I asked Pitino Monday if, given his history of losing an epic regional final, he felt some empathy for this Kentucky team.

"The same way I do for West Virginia," he responded. "Obviously, I feel for Tubby [Smith, a former Pitino assistant]. It's disappointing, but they didn't lose. Same as it was in 1992: We lost to Duke, but we didn't lose.

"If you lose in the first round, you feel bad. It's very difficult for a Kansas, but not for Kentucky, for Arizona, for West Virginia. They played great games. … If their heads are not high, they're not true fans. Nintey-five percent of those (UK) fans will have their heads high."

But will they be rooting for Louisville?

"It's only the really fanatical fans who can't root for both teams," Pitino said, not terribly convincingly.

On the blue side of Terry Meiners' aisle, they ask the doomsday question, as seen on the fan message board at Catspause.com: "If U of L wins the title?"

Among the responses:

"I will never watch basketball again."

"I'll puke."

"They will deserve it."

Kentucky fans have seen their team eliminated in three straight NCAA Tournaments by teams with lower seedings.
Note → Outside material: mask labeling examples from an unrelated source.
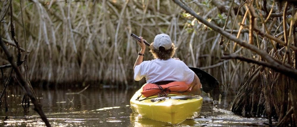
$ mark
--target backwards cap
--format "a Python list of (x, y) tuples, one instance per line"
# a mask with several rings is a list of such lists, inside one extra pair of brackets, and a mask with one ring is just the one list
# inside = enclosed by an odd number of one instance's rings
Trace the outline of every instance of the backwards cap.
[(154, 48), (159, 50), (159, 47), (162, 46), (168, 50), (172, 47), (172, 43), (169, 35), (162, 33), (156, 35), (154, 40)]

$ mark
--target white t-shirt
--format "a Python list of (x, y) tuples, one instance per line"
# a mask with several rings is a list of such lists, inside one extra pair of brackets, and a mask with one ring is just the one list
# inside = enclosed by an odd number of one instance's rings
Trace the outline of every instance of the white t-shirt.
[(134, 72), (135, 80), (139, 81), (144, 77), (148, 83), (174, 81), (190, 84), (195, 74), (182, 61), (173, 58), (143, 61), (135, 67)]

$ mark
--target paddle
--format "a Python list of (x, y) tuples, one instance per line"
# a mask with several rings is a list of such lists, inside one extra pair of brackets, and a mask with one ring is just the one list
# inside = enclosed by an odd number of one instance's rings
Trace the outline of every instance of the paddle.
[[(140, 38), (135, 34), (132, 33), (131, 36), (139, 42), (141, 42)], [(146, 45), (149, 47), (150, 44), (146, 41), (143, 40)], [(218, 80), (215, 78), (201, 69), (192, 67), (189, 68), (193, 71), (198, 76), (200, 80), (200, 82), (202, 84), (202, 90), (206, 93), (209, 93), (214, 100), (219, 99), (220, 94), (222, 94), (220, 90), (219, 84)]]

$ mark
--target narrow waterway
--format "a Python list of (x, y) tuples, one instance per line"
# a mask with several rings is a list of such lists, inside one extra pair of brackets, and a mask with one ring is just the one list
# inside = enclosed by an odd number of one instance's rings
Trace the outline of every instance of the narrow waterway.
[[(18, 86), (9, 88), (8, 111), (1, 105), (1, 126), (45, 126), (32, 108), (23, 108), (21, 104), (22, 90)], [(1, 88), (2, 89), (2, 88)], [(203, 105), (200, 116), (177, 125), (151, 120), (132, 112), (129, 100), (137, 89), (119, 90), (89, 88), (79, 94), (80, 89), (44, 90), (34, 88), (44, 111), (53, 126), (258, 126), (266, 125), (267, 119), (247, 118), (230, 110), (233, 97), (225, 97), (220, 105)], [(203, 96), (203, 103), (212, 102)]]

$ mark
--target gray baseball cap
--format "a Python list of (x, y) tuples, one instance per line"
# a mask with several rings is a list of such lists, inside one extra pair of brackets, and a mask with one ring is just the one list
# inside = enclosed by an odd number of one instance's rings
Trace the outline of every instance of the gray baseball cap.
[(159, 47), (162, 46), (165, 48), (165, 50), (170, 49), (172, 47), (172, 42), (169, 35), (162, 33), (156, 35), (154, 39), (154, 48), (159, 50)]

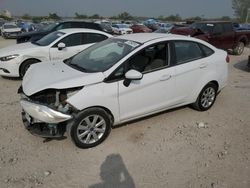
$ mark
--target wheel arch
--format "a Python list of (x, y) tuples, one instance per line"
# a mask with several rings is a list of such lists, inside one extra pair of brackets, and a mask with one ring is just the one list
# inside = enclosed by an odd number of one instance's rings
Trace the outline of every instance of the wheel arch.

They have seen Tubby Smith now finish a seventh consecutive season without a Final Four – while Pitino has gotten Louisville that far in Year Four. They point out that Smith's lone Final Four appearance (and national title) came with a team of Pitino recruits.

Hence the other message board topic:

"How long does Tubby have to get us back to the Final Four?"

The judge-and-jury respondents generally agreed: three years, or until the current stellar crop of freshmen had finished their run. (Of course, some of these McDonald's All-Americans figure to finish their run sooner than that).

"I think he has three seasons left to get us back to the Final Four," one fan said. " … I hope he can do it. I really do. But just because I like Tubby doesn't mean I'm going to tolerate our program sliding."

Especially when that other program 75 miles west is rising.

In Lexington, you wonder whether the rain ever stopped on the last Monday in March. In Louisville, by the time Pitino was done entertaining the media for an hour with stories and jokes, the rain had stopped and the skies were clearing.

Pat Forde is a senior writer for ESPN.com.